My parakeet, that I don’t even have, barely recognizes me. I am different and it is seen on my tanned face and in the color of my vibrant Tibetan fisherman pants that I will never wear again and besides they don’t match anything in my “full of black” closet. And I wasn’t even in Tibet.

Everything is just the way I left it. Frankie’s ashes still in his little box even though I secretly wished he would have risen from the dead upon my return. The ability to use hot water when I want it. The flyers for 24-hour pizza delivery service and even the full-size refrigerator. All still there. Even the towels that I threw on my bed after a hurried shower. A reminder of those early days of our relationship where the only thing that mattered was being with you.

The first few days back home, I try to recreate you. I go to restaurants to smell and taste you, but it’s not the same. I frame my receipts from our dinners together along with the Metro tickets and labels off your favorite beer bottle.

I invite friends and ask them to leave their shoes in the foyer, because my culture has changed to yours. We play a game of Charades where every guess I blurt out is in your language, I have suddenly become fluent. I try to share stories but they just want to sip the wine and fumble with the magnets I brought them.

I post “more than enough” of pictures that are proof that you existed, that we existed. I only get a few likes and maybe a “So glad you made it back!” comment from mom. Friends and family have semi-acknowledged my return yet, showed their amazing support while I was gone.
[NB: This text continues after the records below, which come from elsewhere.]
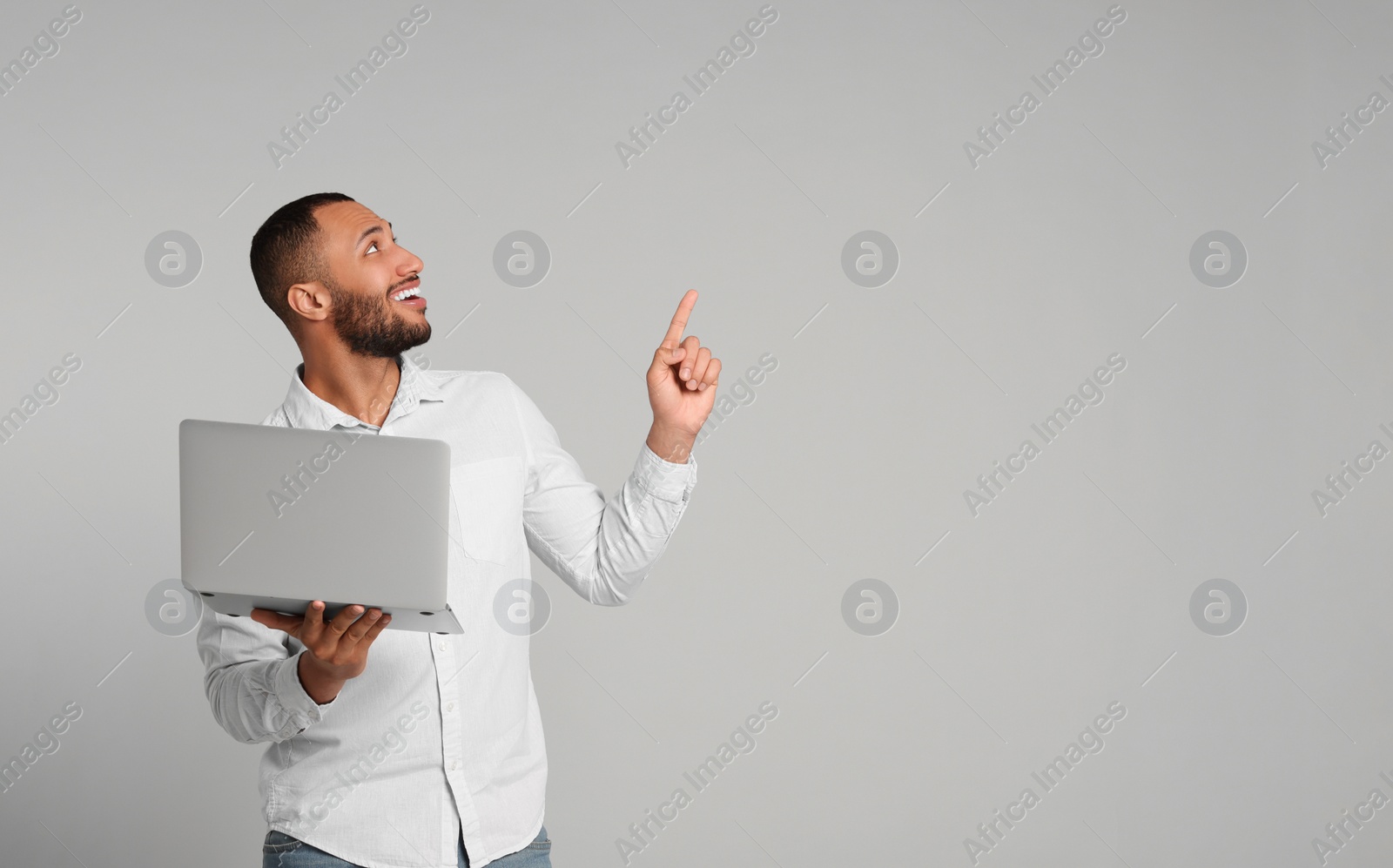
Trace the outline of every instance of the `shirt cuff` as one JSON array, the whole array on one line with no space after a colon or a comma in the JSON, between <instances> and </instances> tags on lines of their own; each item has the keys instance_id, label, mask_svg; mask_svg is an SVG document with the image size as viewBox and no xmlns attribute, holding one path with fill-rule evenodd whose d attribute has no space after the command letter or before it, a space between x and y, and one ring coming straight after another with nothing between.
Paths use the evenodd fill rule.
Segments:
<instances>
[{"instance_id":1,"label":"shirt cuff","mask_svg":"<svg viewBox=\"0 0 1393 868\"><path fill-rule=\"evenodd\" d=\"M696 485L695 454L688 453L685 464L673 464L660 458L645 442L634 463L634 478L653 497L680 503L687 500Z\"/></svg>"},{"instance_id":2,"label":"shirt cuff","mask_svg":"<svg viewBox=\"0 0 1393 868\"><path fill-rule=\"evenodd\" d=\"M301 651L299 653L309 653L308 651ZM291 718L298 720L297 729L305 731L304 726L309 723L318 723L322 708L329 708L330 699L325 705L315 702L315 698L305 692L305 685L299 683L299 653L286 658L280 669L276 672L276 698L280 699L281 708L291 713Z\"/></svg>"}]
</instances>

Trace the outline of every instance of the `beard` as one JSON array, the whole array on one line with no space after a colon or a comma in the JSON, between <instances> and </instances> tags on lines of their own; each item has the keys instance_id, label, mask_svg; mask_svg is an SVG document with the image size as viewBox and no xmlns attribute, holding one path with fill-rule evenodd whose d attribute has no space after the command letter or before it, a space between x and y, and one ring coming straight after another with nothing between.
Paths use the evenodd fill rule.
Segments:
<instances>
[{"instance_id":1,"label":"beard","mask_svg":"<svg viewBox=\"0 0 1393 868\"><path fill-rule=\"evenodd\" d=\"M391 309L393 301L386 293L371 298L345 290L327 276L320 281L333 302L334 332L358 355L396 358L430 340L430 323L407 322Z\"/></svg>"}]
</instances>

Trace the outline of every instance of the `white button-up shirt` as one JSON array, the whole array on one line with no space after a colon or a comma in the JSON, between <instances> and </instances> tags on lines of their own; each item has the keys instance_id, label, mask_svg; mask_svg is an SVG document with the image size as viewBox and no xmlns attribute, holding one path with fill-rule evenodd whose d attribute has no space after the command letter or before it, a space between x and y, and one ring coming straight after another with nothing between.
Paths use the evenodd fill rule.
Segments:
<instances>
[{"instance_id":1,"label":"white button-up shirt","mask_svg":"<svg viewBox=\"0 0 1393 868\"><path fill-rule=\"evenodd\" d=\"M667 546L696 463L664 461L645 443L606 502L506 375L398 364L380 428L309 392L304 365L262 424L450 444L449 600L464 633L383 630L362 674L325 705L299 683L305 645L280 630L205 609L198 651L219 724L238 741L270 743L260 794L272 829L368 868L454 868L462 833L482 868L529 844L545 812L528 635L495 617L503 585L531 588L524 542L586 600L623 605ZM391 545L387 520L382 545Z\"/></svg>"}]
</instances>

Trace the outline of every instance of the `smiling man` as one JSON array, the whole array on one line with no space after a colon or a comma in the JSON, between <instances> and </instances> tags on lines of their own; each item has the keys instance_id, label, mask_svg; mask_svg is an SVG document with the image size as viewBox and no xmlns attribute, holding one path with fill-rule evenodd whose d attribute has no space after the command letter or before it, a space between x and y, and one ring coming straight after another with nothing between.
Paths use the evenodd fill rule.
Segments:
<instances>
[{"instance_id":1,"label":"smiling man","mask_svg":"<svg viewBox=\"0 0 1393 868\"><path fill-rule=\"evenodd\" d=\"M653 352L653 424L606 502L506 375L407 358L430 337L423 263L371 209L343 194L297 199L256 231L251 266L304 357L263 425L450 444L449 600L464 627L384 631L390 617L361 606L325 623L320 600L304 617L205 609L213 716L238 741L270 743L263 864L549 867L529 641L495 620L495 602L529 599L528 549L600 606L627 603L662 556L696 483L691 449L720 373L710 350L683 339L696 291Z\"/></svg>"}]
</instances>

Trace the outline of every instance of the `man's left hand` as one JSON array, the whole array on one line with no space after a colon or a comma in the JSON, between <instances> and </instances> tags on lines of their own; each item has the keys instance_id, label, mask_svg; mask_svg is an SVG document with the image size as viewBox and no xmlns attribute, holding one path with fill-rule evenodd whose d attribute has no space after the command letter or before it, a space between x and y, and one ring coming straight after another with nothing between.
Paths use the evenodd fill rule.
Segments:
<instances>
[{"instance_id":1,"label":"man's left hand","mask_svg":"<svg viewBox=\"0 0 1393 868\"><path fill-rule=\"evenodd\" d=\"M696 290L687 290L648 368L648 403L653 405L648 444L659 457L676 464L687 461L696 432L710 415L720 376L720 359L713 358L695 334L683 339L695 305Z\"/></svg>"}]
</instances>

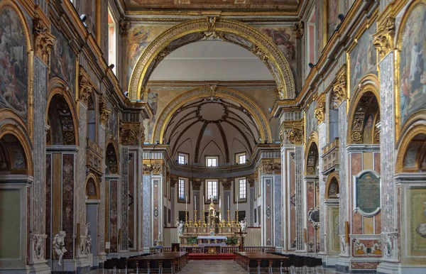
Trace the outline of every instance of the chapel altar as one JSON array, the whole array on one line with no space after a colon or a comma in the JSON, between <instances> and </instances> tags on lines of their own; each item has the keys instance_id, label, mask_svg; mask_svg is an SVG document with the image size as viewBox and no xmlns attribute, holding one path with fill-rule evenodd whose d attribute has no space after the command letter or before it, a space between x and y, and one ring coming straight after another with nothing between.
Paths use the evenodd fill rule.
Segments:
<instances>
[{"instance_id":1,"label":"chapel altar","mask_svg":"<svg viewBox=\"0 0 426 274\"><path fill-rule=\"evenodd\" d=\"M205 211L202 210L204 216ZM178 225L180 243L183 246L219 246L226 245L244 245L244 237L246 228L246 220L230 219L228 209L227 220L222 219L222 212L217 211L212 202L209 205L208 216L202 219L197 219L197 210L194 211L195 218L188 220L187 211L185 212L185 223Z\"/></svg>"}]
</instances>

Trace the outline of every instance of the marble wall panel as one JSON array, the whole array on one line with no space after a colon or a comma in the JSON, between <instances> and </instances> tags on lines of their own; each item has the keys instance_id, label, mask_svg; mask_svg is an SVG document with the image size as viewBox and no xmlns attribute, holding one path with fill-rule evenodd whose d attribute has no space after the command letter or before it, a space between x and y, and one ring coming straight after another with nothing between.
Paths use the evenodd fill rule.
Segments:
<instances>
[{"instance_id":1,"label":"marble wall panel","mask_svg":"<svg viewBox=\"0 0 426 274\"><path fill-rule=\"evenodd\" d=\"M64 259L72 259L73 256L74 235L74 155L62 155L62 231L65 231Z\"/></svg>"}]
</instances>

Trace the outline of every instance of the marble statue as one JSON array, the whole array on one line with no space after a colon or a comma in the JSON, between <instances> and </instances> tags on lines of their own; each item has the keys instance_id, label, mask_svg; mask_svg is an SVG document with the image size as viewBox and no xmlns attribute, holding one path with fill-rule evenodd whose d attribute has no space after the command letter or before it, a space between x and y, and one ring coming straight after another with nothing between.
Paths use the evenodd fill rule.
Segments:
<instances>
[{"instance_id":1,"label":"marble statue","mask_svg":"<svg viewBox=\"0 0 426 274\"><path fill-rule=\"evenodd\" d=\"M183 221L180 221L178 226L178 235L181 237L183 236Z\"/></svg>"},{"instance_id":2,"label":"marble statue","mask_svg":"<svg viewBox=\"0 0 426 274\"><path fill-rule=\"evenodd\" d=\"M245 233L246 230L247 230L247 221L246 218L244 220L239 221L240 226L241 227L241 233Z\"/></svg>"},{"instance_id":3,"label":"marble statue","mask_svg":"<svg viewBox=\"0 0 426 274\"><path fill-rule=\"evenodd\" d=\"M58 263L60 265L62 265L62 264L60 263L61 261L62 261L62 258L64 256L64 254L65 253L65 252L67 252L67 249L65 249L65 231L59 231L59 234L56 234L55 235L55 237L53 238L53 250L55 251L55 252L56 253L56 254L58 256Z\"/></svg>"}]
</instances>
Girls Gone Abroad - Love at First Flight
Girls Gone Abroad – Love at First Flight

No one understands the pain I am in. I tattoo a symbol of us on my wrist. As therapy for my post travel depression, I blog. My unfinished poetry is slowly forming stories that help me soothe the pain of our break up.

While I allow my pain to flow from heart to keyboard, I see it. A little, flashing, attractive blurb somewhere in the right side of my screen…it peeks my interest and my heart rate.

Butterflies form in my the upper most part of my belly at the temptation of a rebound. I click.

And so it re-begins. Love. At first flight.